Fate of monument discussed
Like many other localities, Charlotte County is now faced with what they must do with a Confederate statue – remove it or leave it.
On July 1, new legislation took effect, giving cities and counties around Virginia the power to remove Confederate monuments they own and maintain under the new law.
During its July 13 meeting, the Charlotte County Board of Supervisors (BOS) heard from several citizens who opposed the removal of a monument of a Confederate soldier atop a pedestal in the courthouse square.
The Charlotte County Confederate Memorial was erected in 1902 and stands in tribute to the Confederate Soldiers of Charlotte County. The memorial bears the inscription:
Charlotte county cherishes the memory of her heroes.
Erected under the auspices of H. A. C.”
During the public comment portion of the meeting, Ron Graves, commander of the Charlotte Gray Sons of Confederate Veterans, said, “What’s going on is unacceptable,” telling BOS members the monument’s history.
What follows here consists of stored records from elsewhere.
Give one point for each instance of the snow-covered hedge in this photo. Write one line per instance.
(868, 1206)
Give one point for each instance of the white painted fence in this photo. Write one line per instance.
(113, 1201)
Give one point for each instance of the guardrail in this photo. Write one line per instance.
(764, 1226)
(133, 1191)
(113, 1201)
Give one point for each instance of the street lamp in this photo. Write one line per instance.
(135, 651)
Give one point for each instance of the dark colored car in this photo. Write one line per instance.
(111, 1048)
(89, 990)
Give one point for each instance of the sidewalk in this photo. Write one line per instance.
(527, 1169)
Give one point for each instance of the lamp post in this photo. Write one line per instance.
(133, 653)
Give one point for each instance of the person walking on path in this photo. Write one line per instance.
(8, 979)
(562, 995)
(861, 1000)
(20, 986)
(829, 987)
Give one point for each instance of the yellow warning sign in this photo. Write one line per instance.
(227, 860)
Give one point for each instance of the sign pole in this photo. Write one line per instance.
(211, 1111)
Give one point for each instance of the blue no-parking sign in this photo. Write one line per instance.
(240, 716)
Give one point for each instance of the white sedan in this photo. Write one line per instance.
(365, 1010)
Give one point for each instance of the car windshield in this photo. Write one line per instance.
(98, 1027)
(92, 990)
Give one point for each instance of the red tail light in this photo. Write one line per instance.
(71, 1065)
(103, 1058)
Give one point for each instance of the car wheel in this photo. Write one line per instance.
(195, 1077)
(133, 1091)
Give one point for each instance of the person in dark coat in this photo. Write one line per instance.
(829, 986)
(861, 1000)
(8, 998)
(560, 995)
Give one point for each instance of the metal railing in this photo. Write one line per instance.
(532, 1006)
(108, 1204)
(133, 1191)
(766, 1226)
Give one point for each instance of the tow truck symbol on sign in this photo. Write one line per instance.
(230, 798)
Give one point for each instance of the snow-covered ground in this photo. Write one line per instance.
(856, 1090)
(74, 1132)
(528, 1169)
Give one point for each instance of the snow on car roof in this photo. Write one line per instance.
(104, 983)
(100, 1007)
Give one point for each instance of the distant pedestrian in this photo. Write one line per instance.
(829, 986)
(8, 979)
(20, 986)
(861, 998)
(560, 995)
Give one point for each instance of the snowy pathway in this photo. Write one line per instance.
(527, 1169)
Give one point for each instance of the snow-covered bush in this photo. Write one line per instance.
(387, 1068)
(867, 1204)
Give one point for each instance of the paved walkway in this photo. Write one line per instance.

Kathy Palmer also addressed the BOS saying, “It is a sad day when we have to meet and discuss the fate of our county’s monument. Ironically, everyone in this county is free to celebrate their diversity, their history, their culture, that is unless you are Southern and descended from a Confederate soldier. I ask you to be cautious. This, the idea of destroying history and heritage, is a slippery slope. Where will it stop? I ask for your support in the protection of the monument.”
During the meeting, a letter was read from James Morton, who wrote, “I think it is of utmost importance to remove the Charlotte County Confederate Monument.”
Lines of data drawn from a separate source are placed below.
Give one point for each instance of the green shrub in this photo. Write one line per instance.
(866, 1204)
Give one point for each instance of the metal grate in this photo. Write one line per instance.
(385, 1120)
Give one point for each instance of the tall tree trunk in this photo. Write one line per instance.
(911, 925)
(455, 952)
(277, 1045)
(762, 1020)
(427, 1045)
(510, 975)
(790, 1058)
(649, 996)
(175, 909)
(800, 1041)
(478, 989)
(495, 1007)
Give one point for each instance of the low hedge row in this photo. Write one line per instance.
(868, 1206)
In his letter, Morton went on to write, “Monuments, statues, schools, seals, and even road names celebrate people and put them on a pedestal (sometimes literally). The Confederacy was many things, and Southern history is a proud one. But the Confederacy also fought to preserve the enslaving of Americans, and the oppression and murdering of many African Americans. I believe the actions do not reflect the values of the community and are deeply hurtful to decent people everywhere. It is also important to remember that many Confederate monuments and names were dedicated in the first half of the 1900s, when minorities were trying to gain human rights.”
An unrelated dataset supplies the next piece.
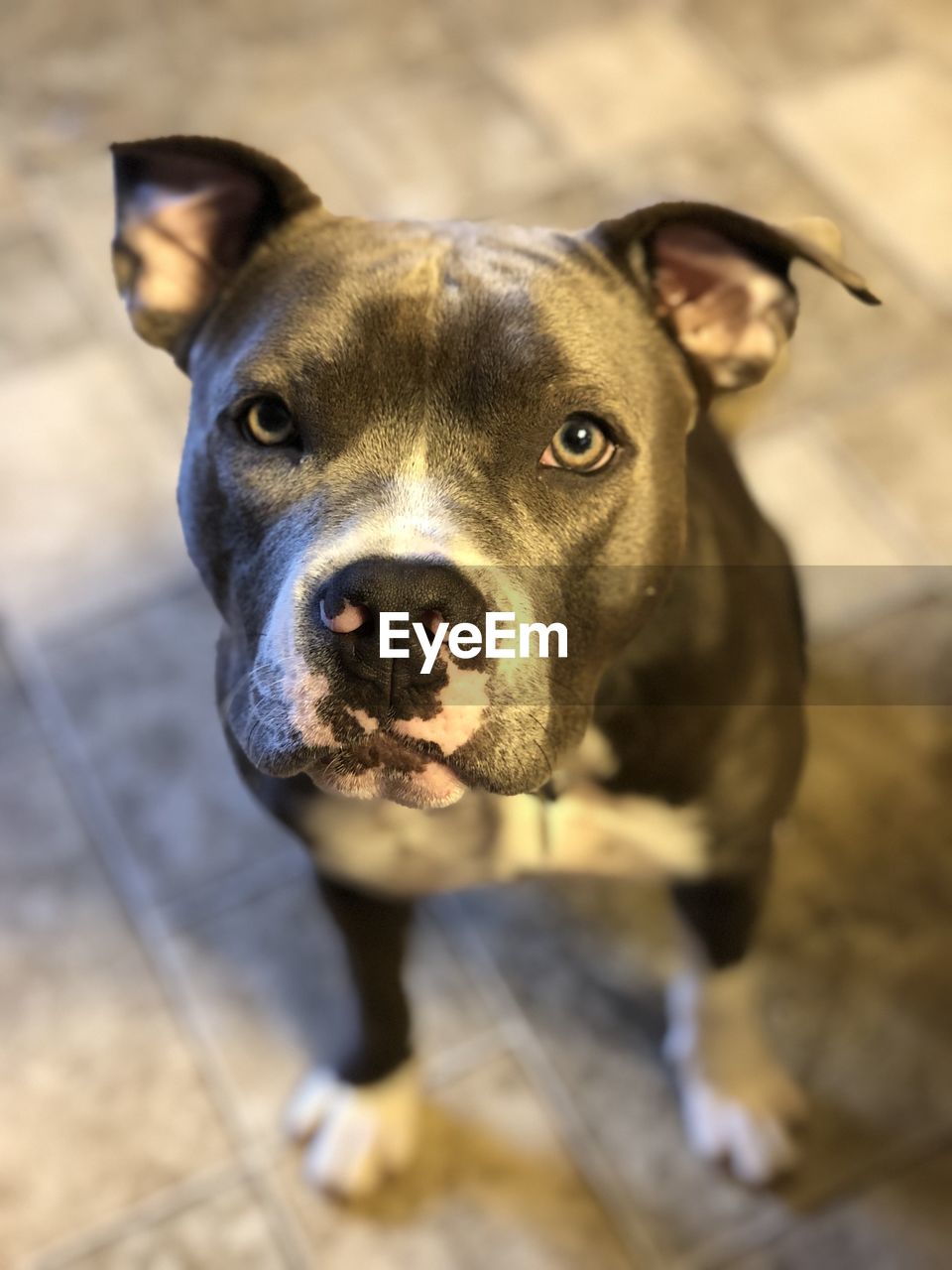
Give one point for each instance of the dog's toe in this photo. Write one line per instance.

Morton said the issue was about government-sanctioned honoring of Confederate soldiers and not about erasing or hiding history.
“it’s about finding the right way to remember it,” Morton said. “If we want to remember this part of Southern history, we should do it in a museum, where people can learn about it while understanding the context of time.”
The new law states a locality may remove, relocate, contextualize, or cover any such monument or memorial on the locality’s public property, not including a monument or memorial located in a publicly-owned cemetery, regardless of when the monument or memorial was erected.
Prior to removing, relocating, contextualizing, or covering any such publicly-owned monument or memorial, the local governing body shall publish notice of such intent in a newspaper having general circulation in the locality.
The notice shall specify the time and place of a public hearing at which interested persons may present their views, not less than 30 days after publication of the notice. After the completion of the hearing, the governing body may vote whether to remove, relocate, contextualize, or cover the monument or memorial.
If the governing body votes to remove, relocate, contextualize, or cover the monument or memorial, the local governing body shall first, for a period of 30 days, offer the monument or memorial for relocation and placement to any museum, historical society, government, or military battlefield.
The local governing body shall have sole authority to determine the final disposition of the monument or memorial.
In addition, A locality may, prior to initiating the public hearing may petition the judge of a circuit court having jurisdiction over the locality for an advisory referendum to be held on the question of the proposal to remove, relocate, contextualize, or cover any monument or memorial located on the locality’s public property.
Upon the receipt of such a petition, the circuit court shall order an election to be held.
Vice-Chairman Gary Walker made a suggestion to table the issue, saying he felt no action should be taken until they hold a public hearing.
“I don’t want anyone to think we might sneak up here one evening and have a vote like Farmville Town Council did,” he said.
On June 13, Farmville Town Council held a brief reconvened meeting that was not live-streamed beginning at 7 p.m. By 7:30 p.m., employees were removing a Confederate statue from its pedestal at the intersection of High and Randolph Streets. There was no open discussion on the removal, only a motion to remove the statue.
The BOS now plans to create a committee made up of individuals from various community organizations to discuss the issue with the expectation they would make a recommendation to the board.